For more info and required fields for dataset creation, read Create New Dataset.

  • Dataset Name: Name of the dataset. Dataset name must be 3-70 alphanumeric characters, with underscores (_) only. Your dataset name must be unique across the application.

  • Dataset Description: Description of the dataset. Please provide as much detail as possible. The full text of this field is searchable within the application.

  • Domain: Domain groups related datasets to keep them organized. This will be used when creating the DynamoDB table.

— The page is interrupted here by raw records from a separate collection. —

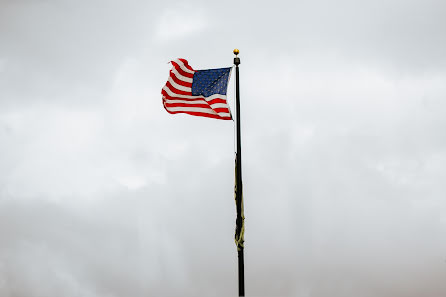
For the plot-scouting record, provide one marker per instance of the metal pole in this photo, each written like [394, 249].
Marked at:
[239, 185]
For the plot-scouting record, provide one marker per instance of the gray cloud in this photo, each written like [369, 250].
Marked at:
[102, 193]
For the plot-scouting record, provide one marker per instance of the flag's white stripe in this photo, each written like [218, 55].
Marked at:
[184, 68]
[179, 87]
[181, 77]
[213, 106]
[198, 109]
[173, 94]
[198, 101]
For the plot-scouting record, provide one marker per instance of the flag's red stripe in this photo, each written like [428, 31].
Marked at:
[186, 64]
[176, 91]
[201, 105]
[200, 114]
[179, 81]
[181, 71]
[213, 101]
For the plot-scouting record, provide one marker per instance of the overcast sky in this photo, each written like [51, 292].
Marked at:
[105, 194]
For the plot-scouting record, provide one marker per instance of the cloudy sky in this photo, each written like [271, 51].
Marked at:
[105, 194]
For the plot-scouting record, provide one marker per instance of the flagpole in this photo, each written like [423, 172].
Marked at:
[239, 186]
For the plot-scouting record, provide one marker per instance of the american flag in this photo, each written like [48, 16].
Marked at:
[197, 92]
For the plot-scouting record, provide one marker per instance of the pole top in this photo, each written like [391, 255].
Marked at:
[236, 58]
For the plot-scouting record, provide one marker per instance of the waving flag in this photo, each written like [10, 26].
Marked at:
[197, 92]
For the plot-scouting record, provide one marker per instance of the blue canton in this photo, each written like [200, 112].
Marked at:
[211, 81]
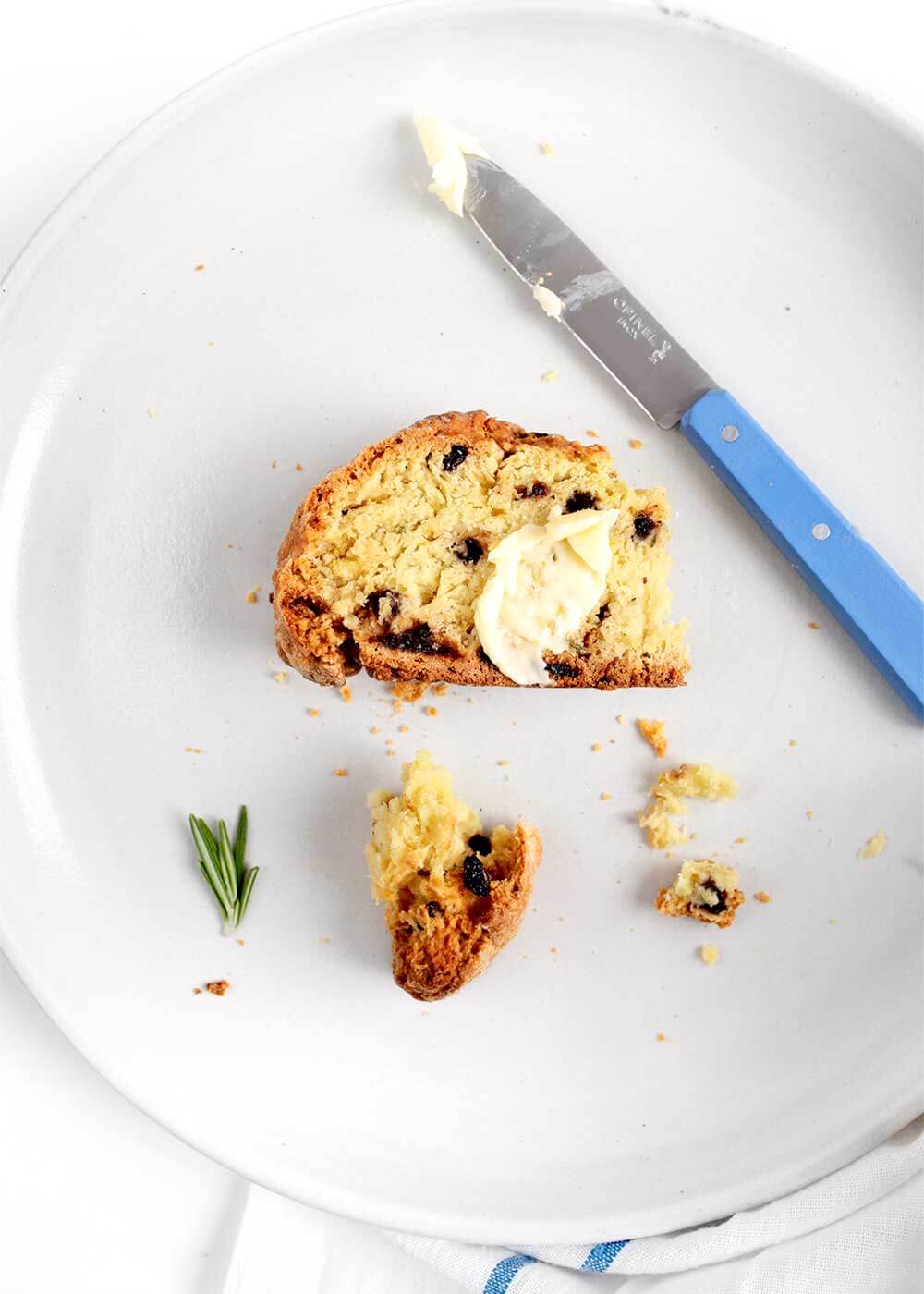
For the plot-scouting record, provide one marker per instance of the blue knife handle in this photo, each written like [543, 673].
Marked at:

  • Data Classification: To classify the dataset with different categories to protect the data more efficiently. For example: PCI, PII, etc.

  • Keywords: Keywords for the dataset. Keywords are indexed and searchable within the application. Please choose meaningful keywords that will help you and others to easily find related datasets.

    • Connection Type: Amorphic currently supports the following connection types:
    • API: The default connection type, which can be used to manually upload files to the dataset. Refer to the Dataset Files documentation for more information on manual file uploads.
    • JDBC: For ingesting data from a JDBC connection (as source) to the Amorphic dataset. Requires a schedule for data ingestion.
    • S3: For ingesting data from an S3 connection (as source) to the Amorphic dataset. Requires a schedule for data ingestion.
    • Ext-API: For ingesting data from an external API (as source) to the Amorphic dataset. Requires a schedule for data ingestion.
    • File Type: The supported file types for DynamoDB datasets are CSV, TSV, XLSX, and Parquet.
    • TargetTablePrepMode
      • recreate
      • truncate
    • SkipFileHeader (Optional) : When Skip Trash is True old data is not moved to Trash bucket during the data reload process, default is true when not provided.

    Based on the above reload settings, data reload process times can vary.

Target Location:

  • DynamoDB: Files uploaded to the dataset (either manually or through ingestion) will be stored in the DynamoDB table.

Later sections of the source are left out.